Judge supervising insolvency can prioritize priming charges over Crown's deemed trust: Supreme Court

Ruling provides clarity for insolvency practitioners and will benefit lenders, says lawyer

Judge supervising insolvency can prioritize priming charges over Crown's deemed trust: Supreme Court
Darren Bieganek, Duncan Craig LLP

In a split decision, the Supreme Court of Canada has held that a judge supervising the restructuring of a number of corporations had the authority to prioritize certain charges from the estate over a deemed trust held by the Crown.

The ruling in Canada v. Canada North Group Inc., 2021 SCC 30 is a “long-sought-after clarification” for insolvency practitioners, says Darren Bieganek, who was counsel for the monitor in the case, Ernst & Young Inc.

The issue before the SCC was whether, during a restructuring under the Companies’ Creditors Arrangement Act (CCAA), a judge had the authority and jurisdiction to grant priming charges – also known as super-priority charges – over assets subject to a Canada Revenue Agency claim, which was protected by a deemed trust.

“It's very significant to the insolvency and restructuring world,” says Bieganek, the leader of the insolvency and restructuring practice group at Duncan Craig LLP, in Edmonton.

“Particularly under the CCAA, because these charges are somewhat critical to allowing larger companies to restructure their affairs.”

The respondents, Canada North Group and six related corporations, had applied to the Court of Queen’s Bench of Alberta for three priming charges. One would allow the companies to pay fees to counsel, their monitor and a chief restructuring officer. The second charge would pay their interim lender. And third, a directors’ charge, would protect their directors and officers against liabilities incurred once the proceedings got under way.

The Judge granted the order, which meant these three priming charges had priority over Canada Revenue Agency’s deemed trust, created by s. 227(4.1) of the Income Tax Act, for unpaid taxes.

Canada filed a motion for variance, asking the court to set aside that priority. The motion was dismissed, and the ruling was upheld at Alberta’s Court of Appeal, with a dissent.

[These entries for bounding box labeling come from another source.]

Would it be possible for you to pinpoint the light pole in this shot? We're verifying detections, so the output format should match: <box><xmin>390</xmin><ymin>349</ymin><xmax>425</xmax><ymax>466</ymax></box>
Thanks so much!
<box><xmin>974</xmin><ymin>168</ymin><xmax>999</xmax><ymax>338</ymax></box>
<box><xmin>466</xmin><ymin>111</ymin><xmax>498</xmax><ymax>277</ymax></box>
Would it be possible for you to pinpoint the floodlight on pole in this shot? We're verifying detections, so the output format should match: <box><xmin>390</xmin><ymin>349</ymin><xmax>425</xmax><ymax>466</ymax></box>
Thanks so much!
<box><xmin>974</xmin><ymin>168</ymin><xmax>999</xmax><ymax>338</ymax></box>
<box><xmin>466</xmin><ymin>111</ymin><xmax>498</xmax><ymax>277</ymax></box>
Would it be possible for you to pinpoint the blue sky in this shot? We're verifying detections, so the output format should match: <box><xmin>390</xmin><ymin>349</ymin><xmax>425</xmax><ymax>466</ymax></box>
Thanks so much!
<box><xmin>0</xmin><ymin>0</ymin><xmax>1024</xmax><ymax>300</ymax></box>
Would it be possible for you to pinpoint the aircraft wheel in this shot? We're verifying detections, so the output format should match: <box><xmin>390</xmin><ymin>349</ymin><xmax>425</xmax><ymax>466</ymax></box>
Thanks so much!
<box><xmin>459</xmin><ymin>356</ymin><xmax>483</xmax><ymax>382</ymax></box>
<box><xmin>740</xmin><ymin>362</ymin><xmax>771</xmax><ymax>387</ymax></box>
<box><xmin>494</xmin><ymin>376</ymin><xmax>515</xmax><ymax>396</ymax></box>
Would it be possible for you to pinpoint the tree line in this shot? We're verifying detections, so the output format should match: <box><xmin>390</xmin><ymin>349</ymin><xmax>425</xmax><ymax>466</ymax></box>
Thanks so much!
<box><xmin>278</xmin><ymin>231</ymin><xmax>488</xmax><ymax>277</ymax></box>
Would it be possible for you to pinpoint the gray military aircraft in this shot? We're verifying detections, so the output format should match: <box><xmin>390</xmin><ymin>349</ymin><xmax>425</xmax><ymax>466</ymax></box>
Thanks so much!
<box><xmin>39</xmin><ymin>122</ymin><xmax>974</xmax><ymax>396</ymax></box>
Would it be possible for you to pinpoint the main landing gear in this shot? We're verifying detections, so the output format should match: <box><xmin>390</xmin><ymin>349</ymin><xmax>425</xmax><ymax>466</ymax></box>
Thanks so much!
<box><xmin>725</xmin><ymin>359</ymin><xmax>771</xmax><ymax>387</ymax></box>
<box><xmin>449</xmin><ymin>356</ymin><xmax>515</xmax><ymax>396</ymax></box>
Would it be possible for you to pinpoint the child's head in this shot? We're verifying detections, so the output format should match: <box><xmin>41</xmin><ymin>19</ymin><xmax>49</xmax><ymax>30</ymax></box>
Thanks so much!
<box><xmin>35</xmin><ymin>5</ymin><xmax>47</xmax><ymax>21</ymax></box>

At the SCC, Canada argued s. 227(4.1) of the Income Tax Act creates a proprietary right, because the deemed trust gives the Crown beneficial ownership – in this particular case – over the amount of unremitted tax owed. A judge cannot, therefore, order the withdrawal of a priming charge from Her Majesty’s property.

In a 5-4 split decision, the SCC dismissed Canada’s appeal. The majority found s. 227(4.1) of the Income Tax Act does not create a proprietary interest in the debtor’s property, and s. 11 of the CCAA gives broad discretionary power to the supervising court.

The dissenters found that “only one plausible interpretation” could come from the Income Tax Act and the related deemed trust provisions in the Canadian Pension Plan and Employment Insurance Act. The Crown’s deemed trust has priority over all other claims, including priming charges under the CCAA, they said.

The clarification that a supervising judge has authority to grant priming charges over a deemed trust will be “extremely beneficial” to insolvency lawyers and lenders involved in restructurings, says Bieganek

“They have a clear sense and understanding of where they stand if the court grants these orders, that they can't be set aside readily by the crown stepping forward and saying the court lacked the jurisdiction. That's been settled.”

“Secondly, the fact that the court has affirmed the breadth of s. 11 is extremely beneficial as well,” he says.